Jameson, Anna Brownell

Jameson, Anna Brownell (née Murphy) (b Dublin, 17 May 1794; d London, 17 Mar. 1860).
British writer, daughter of an Irish miniaturist, Denis Brownell Murphy (d 1842), who moved to England in 1798. She married a barrister, Robert Jameson, in 1825, but they soon separated. By this time she was already a successful author and for the rest of her life she kept up a prodigious and varied literary output. Her most famous book is probably Characteristics of Women (1832), later retitled Shakespeare's Heroines; it is illustrated with her own etchings and dedicated to the actress Fanny Kemble, one of her many famous and influential friends. In the last two decades of her life her writings were mainly on art and she has been described as the first professional English art historian.

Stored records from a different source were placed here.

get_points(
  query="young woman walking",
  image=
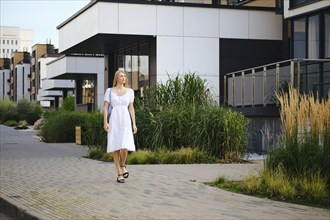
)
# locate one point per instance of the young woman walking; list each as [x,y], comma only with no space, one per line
[121,125]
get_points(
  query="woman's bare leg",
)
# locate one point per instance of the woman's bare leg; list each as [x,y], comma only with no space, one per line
[116,160]
[123,157]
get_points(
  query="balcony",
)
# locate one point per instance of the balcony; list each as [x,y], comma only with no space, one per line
[258,86]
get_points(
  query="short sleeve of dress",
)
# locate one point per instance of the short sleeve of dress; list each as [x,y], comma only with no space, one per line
[106,95]
[131,95]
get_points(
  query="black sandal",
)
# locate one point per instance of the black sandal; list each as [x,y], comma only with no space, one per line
[120,180]
[125,174]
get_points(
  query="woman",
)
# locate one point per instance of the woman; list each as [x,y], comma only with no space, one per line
[122,125]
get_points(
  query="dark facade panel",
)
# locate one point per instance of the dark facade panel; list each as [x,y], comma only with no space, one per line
[239,54]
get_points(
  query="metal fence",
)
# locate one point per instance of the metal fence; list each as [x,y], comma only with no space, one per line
[258,86]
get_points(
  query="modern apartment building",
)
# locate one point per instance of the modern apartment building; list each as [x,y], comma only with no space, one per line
[52,92]
[14,39]
[154,39]
[4,78]
[19,81]
[306,49]
[38,51]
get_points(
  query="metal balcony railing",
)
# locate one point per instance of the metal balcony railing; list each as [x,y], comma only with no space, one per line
[258,86]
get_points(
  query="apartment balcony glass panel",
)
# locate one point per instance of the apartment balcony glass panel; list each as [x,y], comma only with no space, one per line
[327,34]
[299,38]
[297,3]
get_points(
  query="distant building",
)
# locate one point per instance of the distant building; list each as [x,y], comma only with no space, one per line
[15,39]
[20,76]
[4,78]
[38,51]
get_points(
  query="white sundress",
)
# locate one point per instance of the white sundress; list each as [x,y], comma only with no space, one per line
[120,134]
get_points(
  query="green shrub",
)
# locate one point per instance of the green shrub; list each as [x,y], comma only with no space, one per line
[252,184]
[93,134]
[28,110]
[313,187]
[182,113]
[304,146]
[215,130]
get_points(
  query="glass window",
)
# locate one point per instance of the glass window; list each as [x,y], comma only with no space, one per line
[295,3]
[327,34]
[313,37]
[299,38]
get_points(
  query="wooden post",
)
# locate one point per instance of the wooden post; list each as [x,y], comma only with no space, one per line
[78,135]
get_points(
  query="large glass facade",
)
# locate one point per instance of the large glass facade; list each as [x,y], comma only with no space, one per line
[314,37]
[327,34]
[135,61]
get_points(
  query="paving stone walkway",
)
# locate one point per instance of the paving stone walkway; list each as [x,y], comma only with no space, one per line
[55,181]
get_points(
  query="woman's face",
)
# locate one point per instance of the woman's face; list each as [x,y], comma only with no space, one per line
[121,78]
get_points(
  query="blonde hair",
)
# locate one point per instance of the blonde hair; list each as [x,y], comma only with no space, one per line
[115,78]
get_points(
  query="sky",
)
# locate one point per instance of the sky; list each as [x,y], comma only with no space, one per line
[41,16]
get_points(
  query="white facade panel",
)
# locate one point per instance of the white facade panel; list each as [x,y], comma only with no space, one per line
[201,22]
[23,82]
[265,25]
[4,84]
[169,57]
[56,68]
[137,19]
[58,83]
[201,55]
[304,9]
[170,21]
[79,29]
[108,17]
[234,23]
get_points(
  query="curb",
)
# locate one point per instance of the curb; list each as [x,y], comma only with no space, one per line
[10,208]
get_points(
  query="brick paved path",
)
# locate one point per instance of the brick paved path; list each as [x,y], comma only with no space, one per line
[54,181]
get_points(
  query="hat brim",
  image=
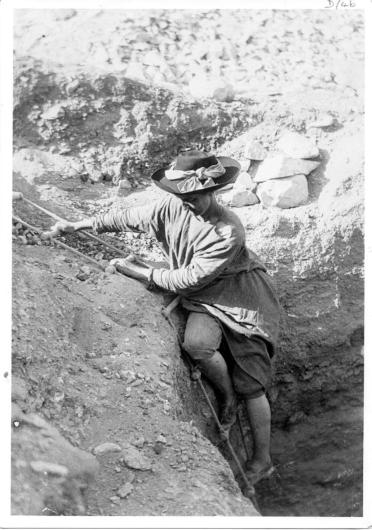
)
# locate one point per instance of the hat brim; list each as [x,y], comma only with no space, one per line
[232,168]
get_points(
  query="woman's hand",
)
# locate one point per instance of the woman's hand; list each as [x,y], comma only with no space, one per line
[133,267]
[64,226]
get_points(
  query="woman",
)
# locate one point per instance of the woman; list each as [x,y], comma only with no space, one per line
[223,285]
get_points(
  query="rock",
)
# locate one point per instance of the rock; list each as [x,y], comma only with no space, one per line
[239,197]
[53,113]
[125,490]
[135,460]
[128,375]
[254,150]
[19,389]
[139,442]
[245,181]
[279,166]
[158,448]
[326,120]
[106,447]
[202,86]
[110,269]
[82,276]
[161,439]
[124,187]
[297,146]
[287,192]
[48,467]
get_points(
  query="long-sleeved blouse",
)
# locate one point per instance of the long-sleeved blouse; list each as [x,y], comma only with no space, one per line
[209,264]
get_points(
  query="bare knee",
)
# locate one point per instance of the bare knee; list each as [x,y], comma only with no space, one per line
[198,349]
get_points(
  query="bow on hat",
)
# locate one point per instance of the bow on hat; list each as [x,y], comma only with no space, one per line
[195,179]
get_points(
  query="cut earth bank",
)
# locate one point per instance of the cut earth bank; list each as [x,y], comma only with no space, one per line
[77,342]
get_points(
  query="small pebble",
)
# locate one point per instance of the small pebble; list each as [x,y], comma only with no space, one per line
[105,448]
[125,490]
[48,467]
[110,269]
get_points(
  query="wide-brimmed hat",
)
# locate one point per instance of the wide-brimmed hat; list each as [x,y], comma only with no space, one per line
[196,172]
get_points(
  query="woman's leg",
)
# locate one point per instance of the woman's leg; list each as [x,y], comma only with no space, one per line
[202,339]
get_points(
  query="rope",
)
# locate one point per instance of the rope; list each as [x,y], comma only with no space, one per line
[87,234]
[59,243]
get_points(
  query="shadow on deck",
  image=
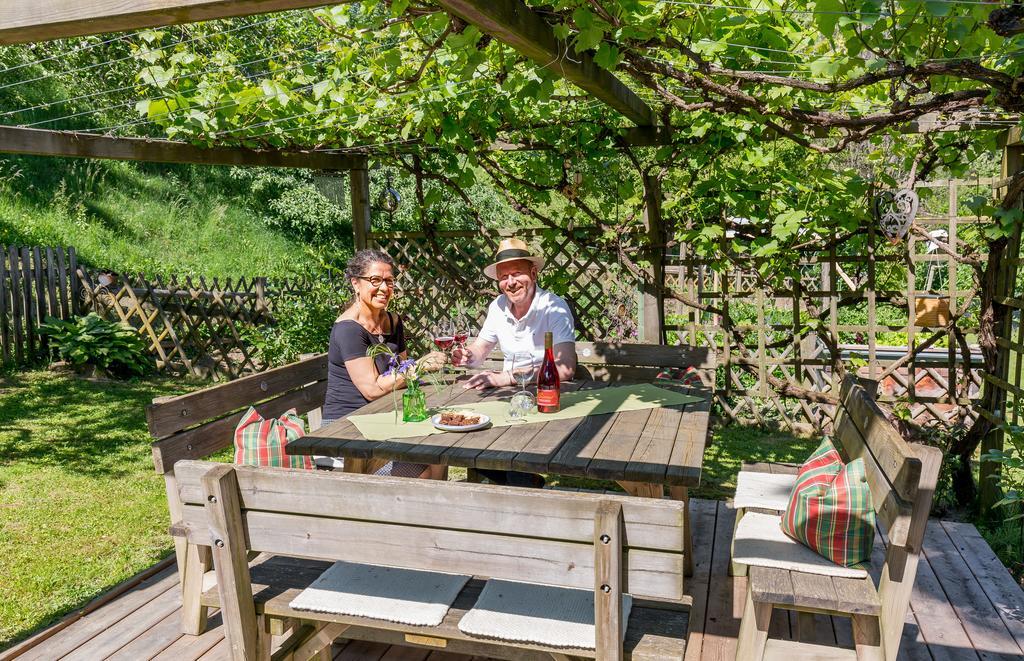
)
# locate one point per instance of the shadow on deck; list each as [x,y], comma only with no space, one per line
[965,606]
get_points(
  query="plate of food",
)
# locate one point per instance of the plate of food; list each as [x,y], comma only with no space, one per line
[460,421]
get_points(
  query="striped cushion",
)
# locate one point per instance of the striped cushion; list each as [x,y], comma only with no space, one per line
[262,442]
[830,509]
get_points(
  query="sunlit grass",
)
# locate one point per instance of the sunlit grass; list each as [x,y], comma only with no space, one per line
[81,507]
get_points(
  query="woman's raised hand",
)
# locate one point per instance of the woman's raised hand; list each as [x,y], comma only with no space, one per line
[432,361]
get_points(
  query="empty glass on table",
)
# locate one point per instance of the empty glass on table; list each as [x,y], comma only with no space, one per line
[522,366]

Her first major book in the field was A Handbook to the Public Galleries of Art in and near London (1842). She modestly said it ‘ought to have fallen into the hands of Dr Waagen, or some such bigwig, instead of poor little me’, but in fact it is an impressively detailed and accurate work. Her other books include several on Christian iconography, among them Sacred and Legendary Art (2 vols., 1848) and Legends of the Madonna (1852). Although antiquated in certain respects, they are clearly written, full of information, and still useful.